You may be able to counteract mindlessness by cultivating mindfulness in any number of ways including meditation, yoga, tai chi, and some forms of psychological therapy (Baer et al., 2004). Although all of these practices have different approaches, they do have some commonalities. Notably, they all encourage conscious and deliberate control of attention. Specific techniques for increasing mindfulness may include (Carson and Langer, 2006):

  1. Actively looking for novelty in your environment - Actively noticing new things in your environment or actively noticing new features of things previously taken for granted. When we believe that we are encountering something new, we tend to approach it more mindfully than if we believe we already know what we are facing.

  2. Thinking about puzzles and paradoxes - Actively thinking about things that may be ambiguous or difficult to understand may increase your ability to tolerate ambiguity and may decrease anxiety associated with uncertainty.
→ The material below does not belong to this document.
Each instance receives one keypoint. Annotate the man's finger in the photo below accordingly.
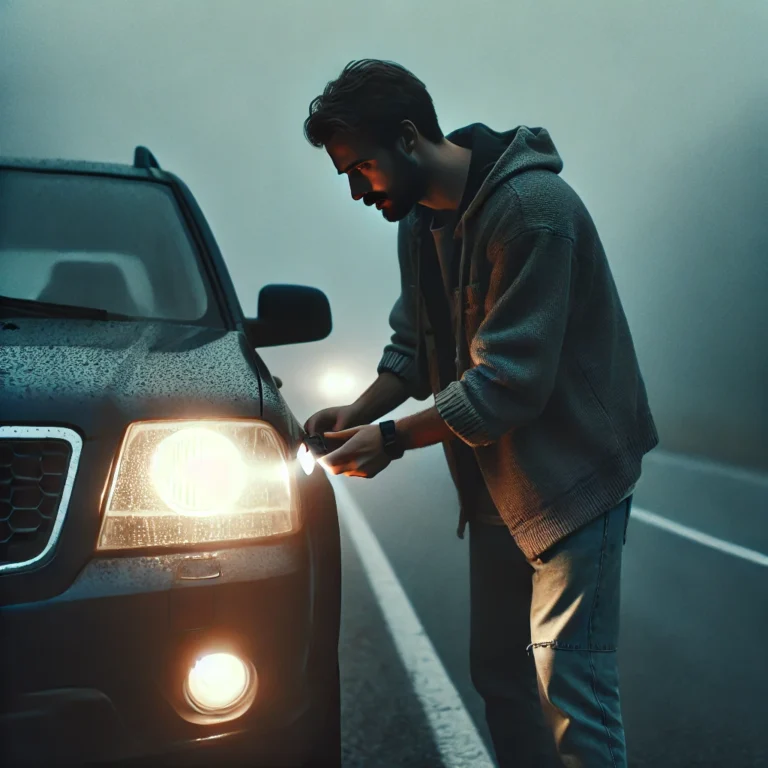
(343, 435)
Paradoxes may include conflicting feelings such as both loving and hating your job.

  3. Considering situations from multiple perspectives - Look at each situation from the perspective of other people. Remember that no one is the villain in their own story.

  4. Considering alternative understandings of problematic parts of yourself - You may be able to reframe problems as opportunities or shortcomings as assets. An ordeal may be an adventure. Impulsivity may be spontaneity. A boring day may be an opportunity for reflection.

  5. Starting a mindfulness journal - Write down significant events of your day. Periodically, you can review the events in your journal, and try to notice new things and perspectives. Practicing mindfully viewing events and situations in retrospect may help to put you in a mindful frame of mind which may then help you avoid mindlessness in your daily life.

In Sum

We all fall into mindless states at one time or another, whether it's because we are tired, overwhelmed, bored, or just because it's easier to work on autopilot sometimes. These moments of mindlessness may not necessarily be problematic if they are short and if we still feel that we are actively present in our own lives. However, excessive mindlessness can cause us to feel that we aren’t actively participating in our lives.

References

  • ​Baer, R. A., Smith, G. T., & Allen, K. B. (2004). Assessment of mindfulness by self-report: The Kentucky Inventory of Mindfulness Skills. Assessment, 11(3), 191-206.

  • Baer, R. A., Smith, G. T., Hopkins, J., Krietemeyer, J., & Toney, L. (2006). Using self-report assessment methods to explore facets of mindfulness. Assessment, 13(1), 27-45.

  • Baumeister, R. F., Bratslavsky, E., Muraven, M., & Tice, D. M. (1998). Ego depletion: Is the active self a limited resource? Journal of personality and social psychology, 74(5), 1252.

  • Brown, K. W., & Ryan, R. M. (2003). The benefits of being present: mindfulness and its role in psychological well-being. Journal of personality and social psychology, 84(4), 822.

  • Carson, S. H., & Langer, E. J. (2006). Mindfulness and self-acceptance. Journal of rational-emotive and cognitive-behavior therapy, 24(1), 29-43.